Last, but not least, we have 5-11, 209 LB DB Leonard Parker out of Plant High School in Tampa, FL. According to 247, Parker was rated a three-star recruit out of high school, receiving offers from schools such as Indiana, Colorado State, Toledo, Middle Tennessee State, and Western Michigan to name a few.
As we step into the film room, it’s important to note that Parker was a do-it-all athlete for Plant High School during his time there, lining up at WR, DB, and RB. Not only was he a factor on both sides of the ball, but he also was a threat in the return game where he scored a few times as a returner as well. Mind you, this is at a Plant program that continuously turns out D1 football players every year along with being a consistent threat in the playoffs every season. With the majority of his film spent on the other side of the ball, the handful of plays that I saw on defense showed me a willing tackler who has a nose for the football. I know that this has been a continuous theme throughout the article, but Parker shows the ability to be a in-the-box strong safety that could walk up to the front seven and help out in run support when the defense calls for it. Parker is a strong kid as demonstrated throughout the film on offense, something that will carry over well for him on the other side of the ball at the next level.

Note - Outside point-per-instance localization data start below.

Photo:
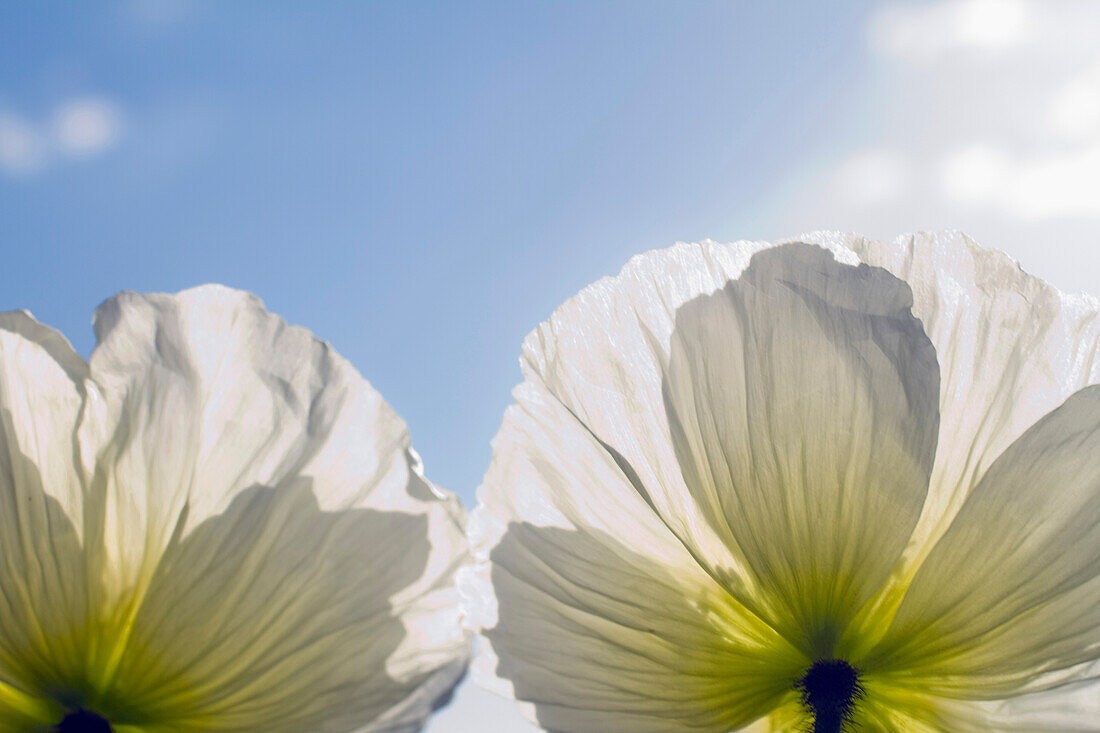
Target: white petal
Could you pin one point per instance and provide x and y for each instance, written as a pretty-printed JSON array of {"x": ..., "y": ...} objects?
[
  {"x": 42, "y": 575},
  {"x": 603, "y": 356},
  {"x": 1011, "y": 591},
  {"x": 266, "y": 526},
  {"x": 1011, "y": 348},
  {"x": 615, "y": 586},
  {"x": 1069, "y": 708},
  {"x": 600, "y": 619}
]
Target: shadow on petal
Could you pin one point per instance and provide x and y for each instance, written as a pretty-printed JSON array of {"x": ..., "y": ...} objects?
[{"x": 600, "y": 637}]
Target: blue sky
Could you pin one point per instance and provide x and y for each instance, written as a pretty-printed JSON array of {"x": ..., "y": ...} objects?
[{"x": 420, "y": 184}]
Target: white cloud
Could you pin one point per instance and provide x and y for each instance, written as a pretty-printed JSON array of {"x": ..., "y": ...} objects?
[
  {"x": 79, "y": 128},
  {"x": 994, "y": 108},
  {"x": 924, "y": 32},
  {"x": 1075, "y": 109},
  {"x": 872, "y": 177},
  {"x": 21, "y": 149},
  {"x": 976, "y": 174},
  {"x": 86, "y": 127}
]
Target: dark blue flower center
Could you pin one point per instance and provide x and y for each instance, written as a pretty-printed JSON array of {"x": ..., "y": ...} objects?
[
  {"x": 829, "y": 690},
  {"x": 83, "y": 721}
]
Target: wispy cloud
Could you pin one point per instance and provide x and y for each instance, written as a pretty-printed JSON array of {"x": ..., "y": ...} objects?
[
  {"x": 921, "y": 33},
  {"x": 78, "y": 128},
  {"x": 978, "y": 115}
]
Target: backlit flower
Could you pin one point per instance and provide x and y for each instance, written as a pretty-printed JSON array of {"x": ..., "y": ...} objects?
[
  {"x": 213, "y": 525},
  {"x": 770, "y": 488}
]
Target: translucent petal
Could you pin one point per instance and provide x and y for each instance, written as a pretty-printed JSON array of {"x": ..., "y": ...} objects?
[
  {"x": 802, "y": 403},
  {"x": 597, "y": 615},
  {"x": 1011, "y": 348},
  {"x": 261, "y": 547},
  {"x": 620, "y": 598},
  {"x": 43, "y": 600},
  {"x": 1011, "y": 591}
]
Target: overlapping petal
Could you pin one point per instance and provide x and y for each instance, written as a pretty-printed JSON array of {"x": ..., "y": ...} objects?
[
  {"x": 700, "y": 428},
  {"x": 260, "y": 548},
  {"x": 686, "y": 436}
]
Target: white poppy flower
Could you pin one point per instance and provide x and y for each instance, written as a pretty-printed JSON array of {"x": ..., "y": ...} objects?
[
  {"x": 770, "y": 488},
  {"x": 213, "y": 525}
]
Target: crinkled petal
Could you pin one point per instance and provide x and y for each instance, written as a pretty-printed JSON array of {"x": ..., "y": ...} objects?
[
  {"x": 43, "y": 600},
  {"x": 1011, "y": 348},
  {"x": 802, "y": 404},
  {"x": 596, "y": 616},
  {"x": 620, "y": 593},
  {"x": 1069, "y": 708},
  {"x": 271, "y": 555},
  {"x": 1012, "y": 590}
]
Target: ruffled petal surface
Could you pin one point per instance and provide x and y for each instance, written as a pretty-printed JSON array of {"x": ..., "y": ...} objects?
[
  {"x": 42, "y": 572},
  {"x": 1011, "y": 592},
  {"x": 1011, "y": 348},
  {"x": 262, "y": 549},
  {"x": 647, "y": 397}
]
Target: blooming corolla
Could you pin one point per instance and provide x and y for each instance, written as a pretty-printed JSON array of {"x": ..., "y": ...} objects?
[
  {"x": 215, "y": 524},
  {"x": 833, "y": 484}
]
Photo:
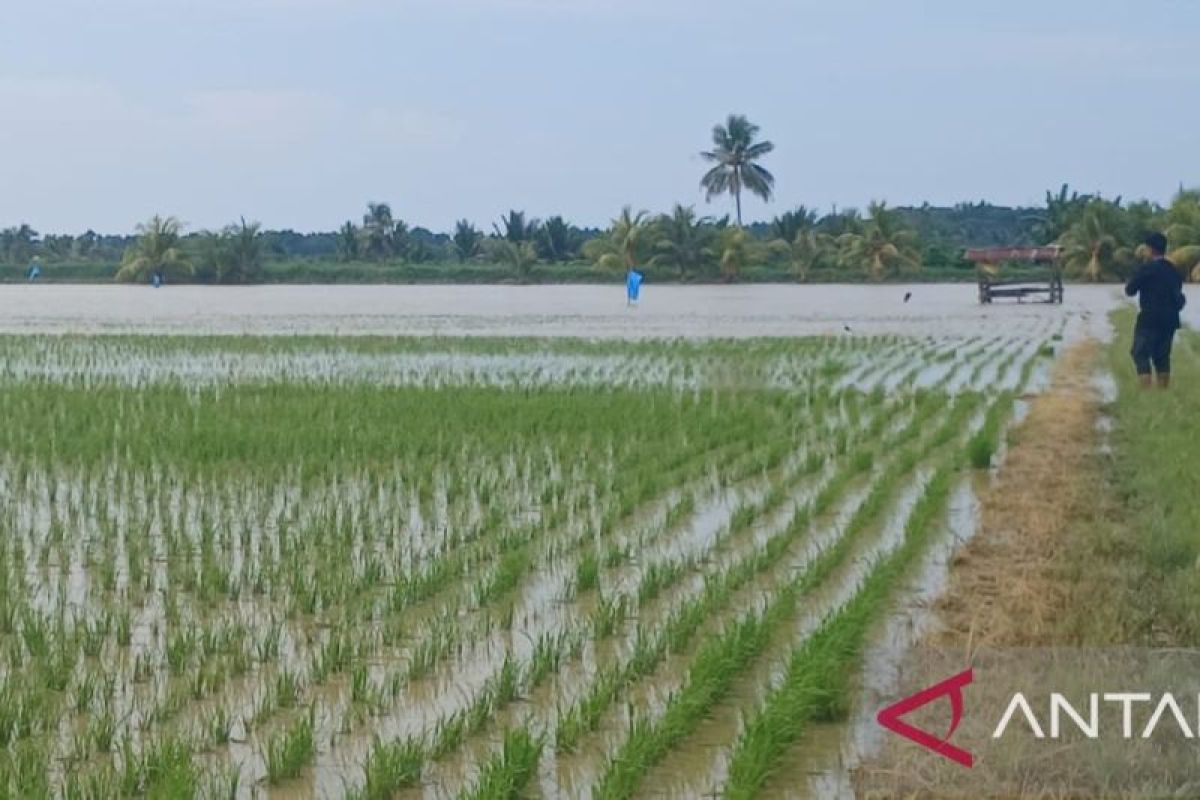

As for the 2019 season, I expect Parker to redshirt with the safety position being in good shape at this time. Parker could be a contributor on special teams this season, depending on the coaching staff choosing to redshirt Parker or not. Nevertheless, this will be a good year for him to really learn the safety position as a full-time member in the secondary instead of being a part-time member like he was in high school.
Looking past 2019 brings us to 2020 where the back end of the secondary won’t change a whole lot with Nick Roberts and Vincent Davis holding down the safety spots for the next few years. Devin Studstill will be moving on to greener pastures after this season, opening up the spot behind Roberts at SS next year. This opens the door for guys like Parker to insert themselves into the conversation as possible contributors at the strong safety position next season. As for now, enjoy the safety position for what it is and look out for the future Bulls who will roam the back end of the defense for years to come.